Examples (see ReturnFieldsTest.testFunctions)
\\
\\
- fl=sum(1,1)
- fl="this is a literal", 'this is another literal", 1.2
- fl=pippo:"this is an aliased literal", pluto:'this is another aliased
literal", paperino:1.2
- fl={!func}add($v1,$v2)&v1=10&v2=13.0
- fl=alias:{!func}add($v1,$v2)&v1=10&v2=13.0
{panel:bgColor=#FFFFCE}
WARNING: differently from transformers, in case of invalid function an
exception will be thrown.
{panel}
h4. Aliases
Aliases are supported on
\\
\\
- literal field names (e.g. alias:fieldname)
- transformers (e.g. alias:\[docid\])
- functions (e.g. alias:max(1,2))
and are not supported on
\\
\\
- inclusion globs (because expression could match multiple fields and alias in
response must be uniquely associated to a field.

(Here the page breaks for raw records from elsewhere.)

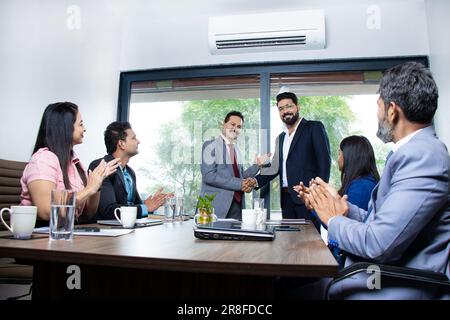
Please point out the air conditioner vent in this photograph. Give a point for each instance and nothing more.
(293, 30)
(263, 42)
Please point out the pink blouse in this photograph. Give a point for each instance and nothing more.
(44, 165)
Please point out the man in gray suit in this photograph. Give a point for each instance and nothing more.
(222, 170)
(407, 223)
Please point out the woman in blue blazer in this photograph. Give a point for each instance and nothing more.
(359, 175)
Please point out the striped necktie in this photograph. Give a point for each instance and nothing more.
(128, 186)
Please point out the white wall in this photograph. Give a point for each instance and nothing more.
(42, 61)
(438, 16)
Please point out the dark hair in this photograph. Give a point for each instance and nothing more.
(56, 134)
(233, 113)
(114, 132)
(287, 95)
(411, 86)
(359, 160)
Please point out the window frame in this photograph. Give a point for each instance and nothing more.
(264, 70)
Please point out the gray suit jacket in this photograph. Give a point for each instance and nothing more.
(408, 221)
(218, 176)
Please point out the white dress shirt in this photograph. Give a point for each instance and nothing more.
(286, 146)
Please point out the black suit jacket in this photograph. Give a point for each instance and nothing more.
(308, 157)
(114, 194)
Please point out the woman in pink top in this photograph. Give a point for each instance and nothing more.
(54, 165)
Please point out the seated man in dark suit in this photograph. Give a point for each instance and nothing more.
(119, 189)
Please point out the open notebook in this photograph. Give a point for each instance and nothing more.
(140, 223)
(97, 232)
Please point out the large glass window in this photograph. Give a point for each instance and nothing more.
(175, 111)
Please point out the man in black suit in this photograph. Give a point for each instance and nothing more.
(119, 189)
(302, 152)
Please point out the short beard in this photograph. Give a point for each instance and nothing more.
(292, 120)
(385, 132)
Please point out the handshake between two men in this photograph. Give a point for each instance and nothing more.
(248, 184)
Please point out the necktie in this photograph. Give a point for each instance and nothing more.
(237, 194)
(128, 186)
(388, 156)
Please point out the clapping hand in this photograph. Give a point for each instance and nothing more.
(248, 184)
(326, 204)
(303, 192)
(157, 200)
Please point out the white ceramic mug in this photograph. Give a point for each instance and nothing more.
(23, 220)
(127, 216)
(248, 217)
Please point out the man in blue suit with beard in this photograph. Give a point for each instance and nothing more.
(302, 152)
(407, 222)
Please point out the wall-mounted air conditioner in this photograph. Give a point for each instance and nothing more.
(294, 30)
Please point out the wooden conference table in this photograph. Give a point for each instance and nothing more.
(168, 262)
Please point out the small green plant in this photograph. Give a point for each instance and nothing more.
(205, 203)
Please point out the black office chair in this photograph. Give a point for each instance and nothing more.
(407, 276)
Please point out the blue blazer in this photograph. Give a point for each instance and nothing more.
(407, 222)
(359, 191)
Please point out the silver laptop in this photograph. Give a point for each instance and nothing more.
(233, 230)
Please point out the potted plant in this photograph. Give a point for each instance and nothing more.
(205, 209)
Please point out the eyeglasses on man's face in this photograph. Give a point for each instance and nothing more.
(286, 106)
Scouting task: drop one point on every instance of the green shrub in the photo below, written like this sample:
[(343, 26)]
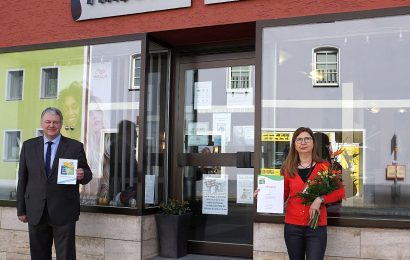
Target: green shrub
[(174, 207)]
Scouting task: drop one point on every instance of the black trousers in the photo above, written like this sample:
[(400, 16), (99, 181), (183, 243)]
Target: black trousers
[(42, 236), (304, 241)]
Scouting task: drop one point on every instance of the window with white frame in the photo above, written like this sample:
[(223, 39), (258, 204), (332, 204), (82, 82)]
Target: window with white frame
[(326, 62), (12, 145), (49, 82), (15, 84), (39, 132), (135, 72), (239, 79)]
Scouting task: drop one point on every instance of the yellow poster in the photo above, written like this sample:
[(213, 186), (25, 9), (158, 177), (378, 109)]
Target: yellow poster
[(350, 161)]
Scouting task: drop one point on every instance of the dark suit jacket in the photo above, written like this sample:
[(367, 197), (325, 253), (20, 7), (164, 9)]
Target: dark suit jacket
[(35, 190)]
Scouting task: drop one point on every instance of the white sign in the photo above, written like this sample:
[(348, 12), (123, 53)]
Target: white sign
[(198, 128), (215, 194), (222, 125), (239, 99), (67, 171), (92, 9), (244, 188), (100, 80), (208, 2), (270, 196), (203, 95), (150, 183)]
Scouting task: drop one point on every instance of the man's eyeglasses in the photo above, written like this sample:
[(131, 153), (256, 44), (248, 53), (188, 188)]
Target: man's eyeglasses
[(307, 140)]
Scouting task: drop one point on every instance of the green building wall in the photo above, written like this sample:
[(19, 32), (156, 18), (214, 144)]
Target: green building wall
[(24, 115)]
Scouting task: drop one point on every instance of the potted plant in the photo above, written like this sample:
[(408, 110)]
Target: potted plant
[(173, 222)]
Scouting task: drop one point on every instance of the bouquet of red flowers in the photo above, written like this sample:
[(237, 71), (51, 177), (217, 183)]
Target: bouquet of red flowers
[(327, 180)]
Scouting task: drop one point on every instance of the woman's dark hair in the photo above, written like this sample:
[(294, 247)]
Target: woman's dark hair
[(292, 160), (323, 143)]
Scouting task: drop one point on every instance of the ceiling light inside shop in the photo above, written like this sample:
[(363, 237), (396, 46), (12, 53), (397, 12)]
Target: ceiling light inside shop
[(374, 110)]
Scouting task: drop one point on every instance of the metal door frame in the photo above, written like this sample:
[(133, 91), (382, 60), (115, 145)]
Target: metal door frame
[(178, 159)]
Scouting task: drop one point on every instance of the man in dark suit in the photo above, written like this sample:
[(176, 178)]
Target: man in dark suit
[(50, 209)]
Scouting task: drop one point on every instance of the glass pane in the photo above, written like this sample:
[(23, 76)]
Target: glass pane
[(112, 127), (332, 57), (217, 121), (26, 115), (363, 117), (50, 80), (12, 146), (232, 221), (15, 85), (156, 146), (321, 57)]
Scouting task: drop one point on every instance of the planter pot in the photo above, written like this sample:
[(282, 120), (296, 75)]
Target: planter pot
[(173, 234)]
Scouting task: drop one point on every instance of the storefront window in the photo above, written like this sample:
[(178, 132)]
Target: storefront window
[(366, 115), (26, 73), (111, 136), (99, 109)]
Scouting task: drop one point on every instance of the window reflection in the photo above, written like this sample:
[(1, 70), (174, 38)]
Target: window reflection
[(360, 117), (112, 130)]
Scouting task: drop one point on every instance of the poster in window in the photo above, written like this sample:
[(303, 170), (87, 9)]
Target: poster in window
[(222, 125), (244, 189), (215, 194), (203, 95)]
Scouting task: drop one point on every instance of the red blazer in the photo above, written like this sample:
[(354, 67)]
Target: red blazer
[(296, 212)]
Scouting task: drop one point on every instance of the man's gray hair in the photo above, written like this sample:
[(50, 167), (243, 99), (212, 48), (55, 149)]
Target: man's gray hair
[(53, 110)]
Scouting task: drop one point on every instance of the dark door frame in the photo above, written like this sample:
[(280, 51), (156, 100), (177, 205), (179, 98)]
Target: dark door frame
[(178, 160)]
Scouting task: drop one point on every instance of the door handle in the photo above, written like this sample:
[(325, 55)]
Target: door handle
[(244, 160)]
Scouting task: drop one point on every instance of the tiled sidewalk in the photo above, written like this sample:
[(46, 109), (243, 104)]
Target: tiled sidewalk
[(200, 257)]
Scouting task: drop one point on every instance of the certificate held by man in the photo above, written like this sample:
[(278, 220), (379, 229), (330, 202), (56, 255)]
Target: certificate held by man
[(67, 173), (270, 195)]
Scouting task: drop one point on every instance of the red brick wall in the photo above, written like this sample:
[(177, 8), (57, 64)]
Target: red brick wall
[(40, 21)]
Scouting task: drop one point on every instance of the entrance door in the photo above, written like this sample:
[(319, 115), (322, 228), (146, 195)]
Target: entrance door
[(215, 144)]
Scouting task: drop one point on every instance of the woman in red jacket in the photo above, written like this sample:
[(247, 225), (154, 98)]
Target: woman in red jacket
[(302, 164)]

The alias part of the token
expression will be ignored, the glob expression collected)
- literal exclusion (doesn't make sense, will be silently ignored)
- exclusion globs (doesn't make sense, will be silently ignored)
h4. General rules
- an inclusion (literal or glob) is ignored if in case of \*.
** fl=\* name na\* (return all fields, name and na\* fields are already
included)
** fl=name \* (same as before)
** any exclusion token will be ignored if an inclusion has been defined before
** fl=name -id (returns all fields except id so "name", with other real
fields, is implicitly included)
- an inclusion token will clear all exclusion
** fl=-id name (means "returns only name", no matter what exclusions are
defined before)
** fl=-id \*
** the \* expression is ignored in case of an exclusion (literal or glob)
** \* -name (the \* doesn't make sense, or in other words is implicit: returns
all fields except name)
** -name \* (same as before)
- score, transformers and functions doesn't change the behaviour described
above, they are just added to response
** fl=score, \*, name
** fl=\*, \[docid\], name, sum(1,1), myfunctionalias:"literal value"
** fl=name -id \[shard\], exchange:1.34
- an empty or null fl will execute as "\*" (all real fields). Note that we can
be in this situation if we pass an empty fl, no fl or if all tokens in fl are
discarded because invalid.
- some other rules like multiplicity on fl parameter (see
ReturnFieldsTest.testManyParameters), token separator (comma or whitespaces -
see ReturnFieldsTest.testWhitespace and ReturnFieldsTest.testSeparators) remain
the same.
h4. Some (technical) consideration
1. I'm not sure about the test methods granularity level: some test methods,
although grouping the same concept, contain a lot of sub-cases / scenarios and
sometimes is hard to capture the functional behaviour (see for example
ReturnFieldsTest.testTransformers or ReturnFieldsTest.testAliases). Maybe doing
a test method for each sub-case should be better? I modified the
ReturnFieldsTest for adding additional test cases but I followed the existing
approach...let me know what you think about a much fine level of
granularity..in case I can try to make some refactoring in that direction
2. There are two (at least it seems to me) classes that are testing
ReturnFields behaviour : ReturnFieldsTest and TestPseudoReturnFields...maybe
all those test methods could be part of one test case? I don't know the reason
behind the choice of having two classes so I'm just asking, the
TestPseudoReturnFields is still there and all tests are green
Any feedback is warmly welcome.
Andrea
> field exclusion from fl
> -----------------------
>
> Key: SOLR-3191
> URL: https://issues.apache.org/jira/browse/SOLR-3191
> Project: Solr
> Issue Type: Improvement
> Reporter: Luca Cavanna
> Priority: Minor
>
> I think it would be useful to add a way to exclude field from the Solr
> response. If I have for example 100 stored fields and I want to return all of
> them but one, it would be handy to list just the field I want to exclude
> instead of the 99 fields for inclusion through fl.